2004 Fiscal Year Annual Research Report
高齢社会の遺産承継、特に比較法から見た遺産承継のための法技術
Project/Area Number |
15530056
|
Research Institution | Hokkaido University |
Principal Investigator |
大塚 龍児 北海道大学, 大学院・法学研究科, 教授 (30009815)
|
Co-Investigator(Kenkyū-buntansha) |
藤原 正則 北海道大学, 大学院・法学研究科, 教授 (70190105)
山本 哲生 北海道大学, 大学院・法学研究科, 助教授 (80230572)
|
Keywords | 社会法 / 保険契約法 / 遺留分 / 高齢社会 / 遺産承継 / 予防法学 / 生前処分 / 死因処分 |
Research Abstract |
1.本年は、ドイツの遺留分に関する研究と、相続を取り巻く社会法の役割を中心として検討した。 2.遺留分に関しては、予防法学も含めたドイツでの生前処分・死因処分も併せて研究した。
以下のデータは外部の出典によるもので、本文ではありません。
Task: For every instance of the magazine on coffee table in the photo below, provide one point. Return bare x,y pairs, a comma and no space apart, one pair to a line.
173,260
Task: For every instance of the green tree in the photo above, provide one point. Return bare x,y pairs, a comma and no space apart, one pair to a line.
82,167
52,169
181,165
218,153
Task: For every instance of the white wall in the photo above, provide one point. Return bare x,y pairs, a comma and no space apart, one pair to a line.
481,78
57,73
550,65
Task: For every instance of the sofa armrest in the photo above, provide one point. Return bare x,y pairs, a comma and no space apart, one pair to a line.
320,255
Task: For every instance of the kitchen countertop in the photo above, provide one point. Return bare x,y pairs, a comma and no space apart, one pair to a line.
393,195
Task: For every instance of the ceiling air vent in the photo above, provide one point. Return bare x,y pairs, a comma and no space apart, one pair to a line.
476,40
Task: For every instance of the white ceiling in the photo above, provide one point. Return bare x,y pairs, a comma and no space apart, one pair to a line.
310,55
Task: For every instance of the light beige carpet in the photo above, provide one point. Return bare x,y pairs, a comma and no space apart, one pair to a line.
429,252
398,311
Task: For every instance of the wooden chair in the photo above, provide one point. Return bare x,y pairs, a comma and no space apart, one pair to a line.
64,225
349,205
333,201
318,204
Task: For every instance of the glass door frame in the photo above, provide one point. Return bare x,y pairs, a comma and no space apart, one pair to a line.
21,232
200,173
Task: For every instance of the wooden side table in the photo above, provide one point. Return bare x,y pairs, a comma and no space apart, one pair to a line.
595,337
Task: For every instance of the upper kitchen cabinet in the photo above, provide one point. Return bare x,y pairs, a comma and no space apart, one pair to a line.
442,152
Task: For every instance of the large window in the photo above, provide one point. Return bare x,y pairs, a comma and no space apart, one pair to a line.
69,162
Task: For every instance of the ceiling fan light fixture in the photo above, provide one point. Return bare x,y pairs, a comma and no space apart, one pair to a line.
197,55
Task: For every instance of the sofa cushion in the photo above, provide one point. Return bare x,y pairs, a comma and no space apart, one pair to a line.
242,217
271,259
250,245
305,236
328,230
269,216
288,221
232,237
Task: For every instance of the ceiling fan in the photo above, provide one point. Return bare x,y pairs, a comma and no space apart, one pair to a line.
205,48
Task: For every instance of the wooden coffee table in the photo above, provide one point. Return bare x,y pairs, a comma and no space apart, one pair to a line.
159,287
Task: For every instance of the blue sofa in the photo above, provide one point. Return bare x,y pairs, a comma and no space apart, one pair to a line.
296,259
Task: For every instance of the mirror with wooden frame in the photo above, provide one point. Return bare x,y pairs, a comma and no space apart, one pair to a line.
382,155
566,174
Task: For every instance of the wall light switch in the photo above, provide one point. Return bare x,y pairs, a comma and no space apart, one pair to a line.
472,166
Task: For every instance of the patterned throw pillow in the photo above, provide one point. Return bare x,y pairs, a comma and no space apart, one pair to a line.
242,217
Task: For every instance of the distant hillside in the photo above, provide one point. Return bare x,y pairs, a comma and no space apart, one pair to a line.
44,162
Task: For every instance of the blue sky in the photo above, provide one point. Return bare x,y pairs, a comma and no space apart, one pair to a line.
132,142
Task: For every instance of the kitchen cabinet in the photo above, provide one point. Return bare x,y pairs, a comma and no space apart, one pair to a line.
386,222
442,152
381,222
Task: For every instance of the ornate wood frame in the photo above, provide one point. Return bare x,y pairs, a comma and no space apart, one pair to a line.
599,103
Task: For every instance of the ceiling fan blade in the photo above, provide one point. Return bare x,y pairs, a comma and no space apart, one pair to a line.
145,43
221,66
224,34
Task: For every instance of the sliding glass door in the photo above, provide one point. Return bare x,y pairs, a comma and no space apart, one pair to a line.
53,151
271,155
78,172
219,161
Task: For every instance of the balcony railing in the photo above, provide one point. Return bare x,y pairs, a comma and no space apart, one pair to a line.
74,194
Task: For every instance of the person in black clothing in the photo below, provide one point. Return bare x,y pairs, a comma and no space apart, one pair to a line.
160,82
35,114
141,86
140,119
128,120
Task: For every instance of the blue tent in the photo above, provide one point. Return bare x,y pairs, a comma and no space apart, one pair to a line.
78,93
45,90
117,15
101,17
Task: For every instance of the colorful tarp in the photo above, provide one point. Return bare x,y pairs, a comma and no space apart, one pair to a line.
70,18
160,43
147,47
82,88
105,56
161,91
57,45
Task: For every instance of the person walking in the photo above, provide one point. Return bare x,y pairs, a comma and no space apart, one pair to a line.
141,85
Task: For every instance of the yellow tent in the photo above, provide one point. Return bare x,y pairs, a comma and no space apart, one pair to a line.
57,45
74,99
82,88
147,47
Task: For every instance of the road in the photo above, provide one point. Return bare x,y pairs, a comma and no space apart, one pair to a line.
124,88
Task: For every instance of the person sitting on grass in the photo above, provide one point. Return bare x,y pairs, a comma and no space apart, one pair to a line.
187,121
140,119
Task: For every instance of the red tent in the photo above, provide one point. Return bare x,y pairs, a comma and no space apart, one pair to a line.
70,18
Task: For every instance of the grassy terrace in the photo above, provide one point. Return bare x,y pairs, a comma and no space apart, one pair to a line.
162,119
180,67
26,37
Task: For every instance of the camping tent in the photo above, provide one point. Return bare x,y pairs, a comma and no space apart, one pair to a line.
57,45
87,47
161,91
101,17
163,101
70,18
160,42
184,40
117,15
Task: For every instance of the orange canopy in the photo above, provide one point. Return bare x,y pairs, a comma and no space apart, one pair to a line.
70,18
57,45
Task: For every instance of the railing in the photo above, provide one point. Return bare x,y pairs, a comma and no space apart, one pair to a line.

具体的には、1970年代始めから、非嫡出子の相続権の承認とともに、配偶者相続権の強化が説かれ、法定相続のあり方が議論された。ところが、その後に、高齢社会の進展と、生前処分・死因処分の増加によって、議論の中心は遺留分に移ってきた。まず、1990年の東ドイツの統合を契機とした、配偶者相続が手厚く、子の遺留分を要扶養性に依存させる東ドイツ法を参照しての議論である。さらに、最近では、遺留分の基本法適合性をめぐって論議されており、その圧巻が2002年のドイツ法曹大会での議論である。以上に関しては、後掲の論文(最近三〇年間の遺留分をめぐるドイツの法改正論議(1)(2)(3))を公刊した((4)(5完結)も脱稿済み)。 3.社会法に関しては、ハンス・F・ツァヒャー・新井誠編「ドイツ社会法の諸問題」(日本評論社・2005年出版予定)に収録の2つの論文を藤原が翻訳した(初稿終了)。 4.その他では、ドイツの相続法の代表的な教科書(ライナー・フランク「相続法」(第2版)2003年・ベック社)、および、ハンス-レオ・バイヤース、マンフレット・ヴァント「保険契約法」(第3版)2003年・ベック社)の翻訳を進めている。